PixelPonder: Dynamic Patch Adaptation for Enhanced Multi-Conditional Text-to-Image Generation
Journal:
arXiv
Published Date:
Mar 9, 2025
Abstract
Recent advances in diffusion-based text-to-image generation have demonstrated
promising results through visual condition control. However, existing
ControlNet-like methods struggle with compositional visual conditioning -
simultaneously preserving semantic fidelity across multiple heterogeneous
control signals while maintaining high visual quality, where they employ
separate control branches that often introduce conflicting guidance during the
denoising process, leading to structural distortions and artifacts in generated
images. To address this issue, we present PixelPonder, a novel unified control
framework, which allows for effective control of multiple visual conditions
under a single control structure. Specifically, we design a patch-level
adaptive condition selection mechanism that dynamically prioritizes spatially
relevant control signals at the sub-region level, enabling precise local
guidance without global interference.
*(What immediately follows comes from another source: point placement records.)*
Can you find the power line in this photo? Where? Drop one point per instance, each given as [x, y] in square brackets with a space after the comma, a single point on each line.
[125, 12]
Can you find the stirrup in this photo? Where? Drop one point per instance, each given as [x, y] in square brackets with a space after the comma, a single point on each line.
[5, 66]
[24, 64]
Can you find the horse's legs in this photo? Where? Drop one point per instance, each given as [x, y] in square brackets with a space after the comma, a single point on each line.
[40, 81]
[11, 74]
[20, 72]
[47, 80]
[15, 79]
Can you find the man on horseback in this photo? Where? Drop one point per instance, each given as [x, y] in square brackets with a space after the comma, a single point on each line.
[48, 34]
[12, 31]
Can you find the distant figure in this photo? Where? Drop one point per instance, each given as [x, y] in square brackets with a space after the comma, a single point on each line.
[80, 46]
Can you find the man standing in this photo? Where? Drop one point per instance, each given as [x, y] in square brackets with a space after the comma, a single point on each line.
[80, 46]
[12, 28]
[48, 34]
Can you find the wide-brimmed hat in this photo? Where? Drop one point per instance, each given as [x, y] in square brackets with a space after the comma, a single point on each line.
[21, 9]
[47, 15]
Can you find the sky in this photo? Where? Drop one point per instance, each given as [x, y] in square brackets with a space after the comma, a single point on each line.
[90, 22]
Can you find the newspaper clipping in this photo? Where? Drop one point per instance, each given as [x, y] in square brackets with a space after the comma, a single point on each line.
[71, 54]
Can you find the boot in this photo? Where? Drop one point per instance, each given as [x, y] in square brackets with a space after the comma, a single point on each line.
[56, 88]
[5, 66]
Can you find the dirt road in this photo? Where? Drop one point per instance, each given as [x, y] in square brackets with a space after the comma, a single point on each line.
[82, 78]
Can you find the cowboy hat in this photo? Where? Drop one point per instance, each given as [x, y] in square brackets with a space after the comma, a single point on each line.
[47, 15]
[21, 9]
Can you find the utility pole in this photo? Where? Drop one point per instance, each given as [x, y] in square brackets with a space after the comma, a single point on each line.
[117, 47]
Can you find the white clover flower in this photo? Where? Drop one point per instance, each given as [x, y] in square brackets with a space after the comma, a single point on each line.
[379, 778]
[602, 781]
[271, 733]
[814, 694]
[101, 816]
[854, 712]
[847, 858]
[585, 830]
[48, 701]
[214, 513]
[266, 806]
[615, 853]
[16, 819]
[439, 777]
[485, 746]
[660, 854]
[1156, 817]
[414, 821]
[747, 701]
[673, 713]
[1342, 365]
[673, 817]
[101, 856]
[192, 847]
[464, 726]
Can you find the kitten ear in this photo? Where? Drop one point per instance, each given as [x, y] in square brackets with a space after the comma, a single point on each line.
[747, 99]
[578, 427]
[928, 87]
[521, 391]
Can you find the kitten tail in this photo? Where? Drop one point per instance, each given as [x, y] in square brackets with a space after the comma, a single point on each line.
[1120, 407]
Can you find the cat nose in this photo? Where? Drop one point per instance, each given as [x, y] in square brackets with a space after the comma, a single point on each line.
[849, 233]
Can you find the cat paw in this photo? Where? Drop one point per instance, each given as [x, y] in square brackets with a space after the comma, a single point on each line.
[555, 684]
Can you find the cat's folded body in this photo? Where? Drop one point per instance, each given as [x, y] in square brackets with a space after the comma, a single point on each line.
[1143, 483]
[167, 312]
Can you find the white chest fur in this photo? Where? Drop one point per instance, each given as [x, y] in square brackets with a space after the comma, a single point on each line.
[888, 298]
Additionally, a time-aware control
injection scheme is deployed to modulate condition influence according to
denoising timesteps, progressively transitioning from structural preservation
to texture refinement and fully utilizing the control information from
different categories to promote more harmonious image generation. Extensive
experiments demonstrate that PixelPonder surpasses previous methods across
different benchmark datasets, showing superior improvement in spatial alignment
accuracy while maintaining high textual semantic consistency.